Let's say I want to make a data frame with a numeric column and a character column:
df<-data.frame()
for(i in 1:26) {
df<-rbind(df, cbind(x=i, y=toString(i)))
}
str(df)
'data.frame': 26 obs. of 2 variables:
$ x: Factor w/ 26 levels "1","2","3","4",..: 1 2 3 4 5 6 7 8 9 10 ...
..- attr(*, "names")= chr "x" "x" "x" "x" ...
$ y: Factor w/ 26 levels "1","2","3","4",..: 1 2 3 4 5 6 7 8 9 10 ...
..- attr(*, "names")= chr "y" "y" "y" "y" ...

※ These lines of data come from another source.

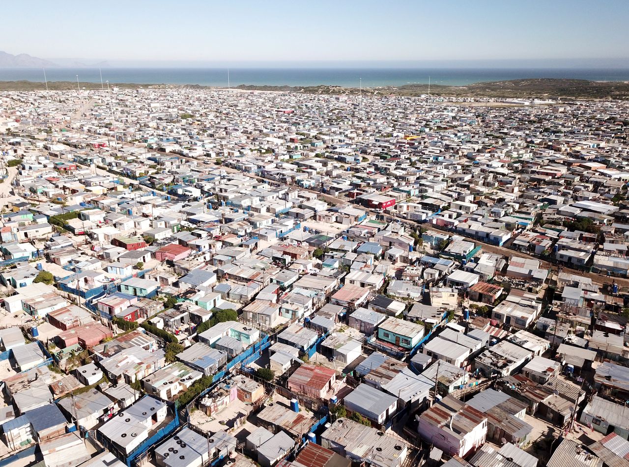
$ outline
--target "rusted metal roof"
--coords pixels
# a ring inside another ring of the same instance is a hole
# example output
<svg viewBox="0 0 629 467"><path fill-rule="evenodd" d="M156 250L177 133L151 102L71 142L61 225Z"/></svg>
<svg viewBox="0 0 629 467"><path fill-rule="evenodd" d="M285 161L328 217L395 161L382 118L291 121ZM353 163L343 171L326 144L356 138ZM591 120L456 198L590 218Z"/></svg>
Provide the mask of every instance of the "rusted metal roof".
<svg viewBox="0 0 629 467"><path fill-rule="evenodd" d="M629 467L629 441L618 433L611 433L589 449L608 467Z"/></svg>
<svg viewBox="0 0 629 467"><path fill-rule="evenodd" d="M304 364L291 375L288 383L320 391L329 384L336 373L331 368L325 366Z"/></svg>
<svg viewBox="0 0 629 467"><path fill-rule="evenodd" d="M349 459L333 451L309 442L298 454L293 465L299 467L349 467L351 463Z"/></svg>

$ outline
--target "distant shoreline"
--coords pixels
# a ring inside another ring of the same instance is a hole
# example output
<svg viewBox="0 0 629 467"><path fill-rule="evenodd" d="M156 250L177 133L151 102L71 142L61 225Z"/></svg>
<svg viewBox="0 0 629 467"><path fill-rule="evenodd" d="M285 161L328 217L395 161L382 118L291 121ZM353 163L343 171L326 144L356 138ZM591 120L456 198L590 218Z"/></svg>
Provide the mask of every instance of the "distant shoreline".
<svg viewBox="0 0 629 467"><path fill-rule="evenodd" d="M101 90L101 83L72 81L48 81L50 91ZM125 89L225 89L226 87L199 84L153 84L140 83L109 83L109 86ZM46 84L38 81L0 81L0 91L45 91ZM106 89L102 86L102 89ZM239 85L231 87L240 91L275 91L298 94L399 96L420 97L428 94L428 84L413 84L401 86L347 87L333 85L316 86ZM431 84L430 94L452 97L494 98L579 98L629 99L628 81L591 81L582 79L529 78L504 81L481 82L466 85Z"/></svg>

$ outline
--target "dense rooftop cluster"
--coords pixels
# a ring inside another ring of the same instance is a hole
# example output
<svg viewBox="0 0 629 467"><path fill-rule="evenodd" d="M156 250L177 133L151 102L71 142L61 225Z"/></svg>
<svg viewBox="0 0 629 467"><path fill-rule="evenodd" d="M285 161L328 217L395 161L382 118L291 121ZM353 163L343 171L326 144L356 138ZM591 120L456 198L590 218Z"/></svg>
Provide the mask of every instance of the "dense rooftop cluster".
<svg viewBox="0 0 629 467"><path fill-rule="evenodd" d="M0 94L0 458L625 466L628 111Z"/></svg>

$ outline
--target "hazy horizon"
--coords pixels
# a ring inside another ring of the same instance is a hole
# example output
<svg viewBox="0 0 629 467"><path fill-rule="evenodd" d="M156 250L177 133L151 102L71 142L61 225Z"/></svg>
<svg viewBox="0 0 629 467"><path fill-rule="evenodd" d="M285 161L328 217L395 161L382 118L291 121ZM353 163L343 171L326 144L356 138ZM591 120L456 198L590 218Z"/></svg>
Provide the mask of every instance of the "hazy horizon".
<svg viewBox="0 0 629 467"><path fill-rule="evenodd" d="M622 0L243 0L237 8L202 0L155 0L150 8L67 0L62 6L31 9L28 33L23 21L6 21L5 37L19 40L4 51L112 66L523 60L574 67L584 61L629 62L629 2ZM25 14L16 2L3 5L3 12L8 18Z"/></svg>

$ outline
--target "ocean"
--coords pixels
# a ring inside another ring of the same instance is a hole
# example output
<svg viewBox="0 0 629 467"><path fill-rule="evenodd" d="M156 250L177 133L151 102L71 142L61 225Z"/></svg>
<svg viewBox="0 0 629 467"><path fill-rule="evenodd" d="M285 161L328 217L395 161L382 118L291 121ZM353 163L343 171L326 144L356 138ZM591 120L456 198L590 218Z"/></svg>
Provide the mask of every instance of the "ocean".
<svg viewBox="0 0 629 467"><path fill-rule="evenodd" d="M111 68L102 69L103 80L110 83L199 84L226 87L227 69ZM629 81L629 69L387 69L387 68L234 68L230 84L314 86L337 85L358 87L399 86L411 83L465 85L484 81L524 78L572 78L593 81ZM48 81L101 82L97 68L46 69ZM0 68L0 81L44 82L41 68Z"/></svg>

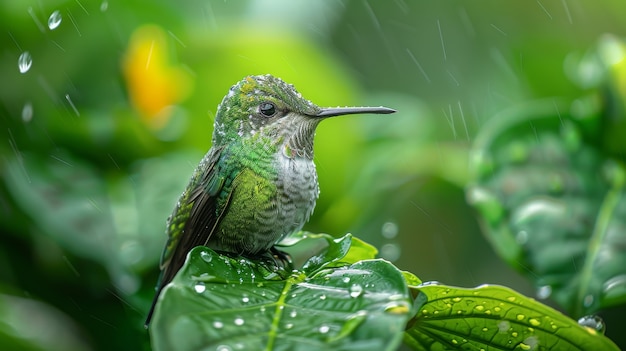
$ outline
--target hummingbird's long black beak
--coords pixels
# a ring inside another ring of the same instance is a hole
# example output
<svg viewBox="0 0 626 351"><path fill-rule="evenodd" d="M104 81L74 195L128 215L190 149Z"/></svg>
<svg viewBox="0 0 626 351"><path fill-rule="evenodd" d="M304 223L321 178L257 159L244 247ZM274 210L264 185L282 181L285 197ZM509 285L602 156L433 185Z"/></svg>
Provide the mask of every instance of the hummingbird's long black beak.
<svg viewBox="0 0 626 351"><path fill-rule="evenodd" d="M342 115L354 115L360 113L376 113L376 114L388 114L394 113L396 110L387 107L335 107L335 108L323 108L315 117L333 117Z"/></svg>

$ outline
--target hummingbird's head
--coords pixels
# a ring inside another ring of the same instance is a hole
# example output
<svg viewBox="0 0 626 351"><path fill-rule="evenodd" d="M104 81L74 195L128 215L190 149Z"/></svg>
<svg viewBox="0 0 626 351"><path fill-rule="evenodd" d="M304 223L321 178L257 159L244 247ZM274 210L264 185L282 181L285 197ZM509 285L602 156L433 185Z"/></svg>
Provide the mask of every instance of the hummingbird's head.
<svg viewBox="0 0 626 351"><path fill-rule="evenodd" d="M248 76L230 88L217 108L213 145L271 140L288 153L312 156L315 128L325 118L355 113L393 113L386 107L321 108L291 84L266 74Z"/></svg>

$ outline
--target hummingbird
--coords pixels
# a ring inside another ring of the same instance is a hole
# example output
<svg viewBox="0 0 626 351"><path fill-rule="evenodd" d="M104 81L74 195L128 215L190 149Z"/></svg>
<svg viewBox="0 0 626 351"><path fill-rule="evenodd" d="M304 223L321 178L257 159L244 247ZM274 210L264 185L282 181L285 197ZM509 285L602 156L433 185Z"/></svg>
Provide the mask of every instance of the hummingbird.
<svg viewBox="0 0 626 351"><path fill-rule="evenodd" d="M161 290L196 246L259 257L302 229L319 196L313 139L324 119L396 112L386 107L321 108L272 75L247 76L218 105L212 146L167 220Z"/></svg>

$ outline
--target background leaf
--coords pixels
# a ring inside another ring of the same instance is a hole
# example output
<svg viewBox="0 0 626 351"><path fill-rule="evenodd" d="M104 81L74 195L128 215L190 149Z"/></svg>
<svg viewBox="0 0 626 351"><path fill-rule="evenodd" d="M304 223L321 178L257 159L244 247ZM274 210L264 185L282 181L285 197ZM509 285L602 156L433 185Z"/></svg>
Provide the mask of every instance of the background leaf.
<svg viewBox="0 0 626 351"><path fill-rule="evenodd" d="M573 106L526 104L475 143L467 190L487 238L574 316L626 300L624 168L581 131Z"/></svg>
<svg viewBox="0 0 626 351"><path fill-rule="evenodd" d="M414 288L419 309L405 341L415 350L619 350L595 329L509 288Z"/></svg>

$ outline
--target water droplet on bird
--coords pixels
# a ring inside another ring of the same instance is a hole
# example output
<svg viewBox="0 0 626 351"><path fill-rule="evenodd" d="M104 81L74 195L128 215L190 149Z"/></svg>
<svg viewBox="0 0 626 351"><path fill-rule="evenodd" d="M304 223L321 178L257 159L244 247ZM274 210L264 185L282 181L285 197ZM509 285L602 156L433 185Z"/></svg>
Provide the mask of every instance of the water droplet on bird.
<svg viewBox="0 0 626 351"><path fill-rule="evenodd" d="M54 12L52 12L50 17L48 17L48 28L50 28L50 30L57 29L62 20L63 16L61 16L61 12L59 10L55 10Z"/></svg>
<svg viewBox="0 0 626 351"><path fill-rule="evenodd" d="M545 300L552 295L552 287L550 285L540 286L537 289L537 298L539 300Z"/></svg>
<svg viewBox="0 0 626 351"><path fill-rule="evenodd" d="M20 69L20 73L26 73L33 65L33 58L30 56L30 52L24 51L17 59L17 67Z"/></svg>
<svg viewBox="0 0 626 351"><path fill-rule="evenodd" d="M201 294L206 290L206 286L204 285L203 282L199 282L196 283L196 285L194 285L193 289L198 293Z"/></svg>
<svg viewBox="0 0 626 351"><path fill-rule="evenodd" d="M27 102L22 107L22 121L28 123L33 119L33 104Z"/></svg>
<svg viewBox="0 0 626 351"><path fill-rule="evenodd" d="M350 286L350 297L356 298L363 295L363 287L359 284L352 284Z"/></svg>
<svg viewBox="0 0 626 351"><path fill-rule="evenodd" d="M591 328L600 334L604 334L606 331L606 324L599 316L591 315L584 316L578 320L578 324L583 327Z"/></svg>
<svg viewBox="0 0 626 351"><path fill-rule="evenodd" d="M382 234L385 239L393 239L398 235L398 225L393 222L385 222L382 228Z"/></svg>
<svg viewBox="0 0 626 351"><path fill-rule="evenodd" d="M322 324L319 328L320 333L322 334L326 334L330 331L330 327L327 326L326 324Z"/></svg>

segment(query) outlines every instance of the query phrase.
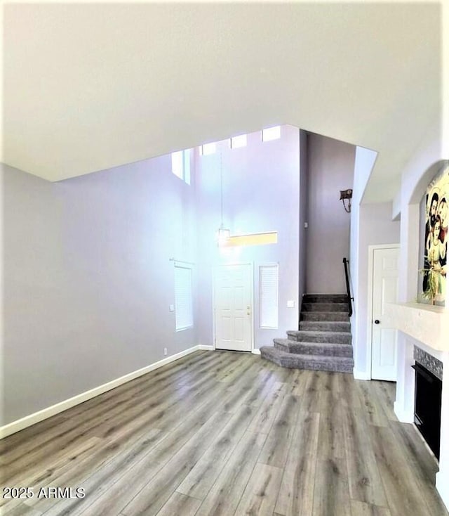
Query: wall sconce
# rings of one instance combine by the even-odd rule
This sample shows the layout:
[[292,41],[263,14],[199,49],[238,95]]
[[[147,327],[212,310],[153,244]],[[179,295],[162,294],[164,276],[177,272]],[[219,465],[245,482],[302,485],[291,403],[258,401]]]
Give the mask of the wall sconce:
[[347,213],[351,212],[351,199],[352,198],[352,189],[340,191],[340,200],[343,202],[343,207]]

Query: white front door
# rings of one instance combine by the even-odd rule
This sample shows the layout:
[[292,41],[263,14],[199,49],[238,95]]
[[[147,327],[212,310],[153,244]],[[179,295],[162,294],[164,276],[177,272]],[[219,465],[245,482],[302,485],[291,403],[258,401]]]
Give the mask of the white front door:
[[384,321],[385,305],[398,301],[399,248],[373,250],[371,378],[396,381],[396,330]]
[[253,266],[222,265],[214,281],[215,348],[251,351]]

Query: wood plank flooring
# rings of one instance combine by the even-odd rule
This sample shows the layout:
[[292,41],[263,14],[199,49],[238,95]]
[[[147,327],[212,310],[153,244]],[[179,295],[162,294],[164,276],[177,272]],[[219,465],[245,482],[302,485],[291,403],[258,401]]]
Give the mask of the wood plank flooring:
[[0,441],[2,488],[34,494],[0,512],[449,516],[394,389],[198,351]]

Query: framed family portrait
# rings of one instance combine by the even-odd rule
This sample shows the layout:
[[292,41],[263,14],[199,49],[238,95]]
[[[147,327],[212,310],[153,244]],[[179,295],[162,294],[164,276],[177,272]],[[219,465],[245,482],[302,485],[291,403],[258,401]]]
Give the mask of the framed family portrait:
[[432,304],[444,304],[448,255],[449,166],[446,165],[426,192],[422,297]]

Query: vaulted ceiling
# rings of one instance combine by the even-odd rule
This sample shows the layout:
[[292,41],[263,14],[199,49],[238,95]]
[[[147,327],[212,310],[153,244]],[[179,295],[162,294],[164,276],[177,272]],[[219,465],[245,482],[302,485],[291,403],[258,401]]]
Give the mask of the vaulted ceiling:
[[368,200],[440,124],[441,6],[9,4],[4,159],[58,181],[277,124],[378,151]]

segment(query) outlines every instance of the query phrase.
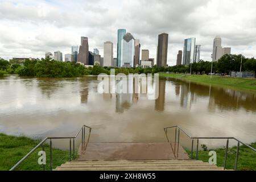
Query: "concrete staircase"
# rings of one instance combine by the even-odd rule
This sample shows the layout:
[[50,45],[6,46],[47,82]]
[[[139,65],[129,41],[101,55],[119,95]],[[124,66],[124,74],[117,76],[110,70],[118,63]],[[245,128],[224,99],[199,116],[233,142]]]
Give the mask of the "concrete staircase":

Oops, I didn't want factors.
df2<-data.frame()
for(i in 1:26) {
df2<-rbind(df2, cbind(x=i, y=toString(i)), stringsAsFactors=FALSE)
}
str(df2)
'data.frame': 26 obs. of 2 variables:
$ x: chr "1" "2" "3" "4" ...
$ y: chr "1" "2" "3" "4" ...
Now everything is a character. The only way I can figure out to avoid this is by constructing separate vectors and then forming the data frame at the end:
x<-NULL
y<-NULL
for(i in 1:26) {
x<-c(x, i)
y<-c(y, toString(i))
}
df3<-data.frame(x, y, stringsAsFactors=FALSE)
str(df3)
'data.frame': 26 obs. of 2 variables:
$ x: int 1 2 3 4 5 6 7 8 9 10 ...
$ y: chr "1" "2" "3" "4" ...
But as you can see, this requires extra code. If you have a data frame with 20 columns, you need 20 initialization statements before the loop and 20 statements inside the loop to add to the vectors.
Is there a more concise way of accomplishing this?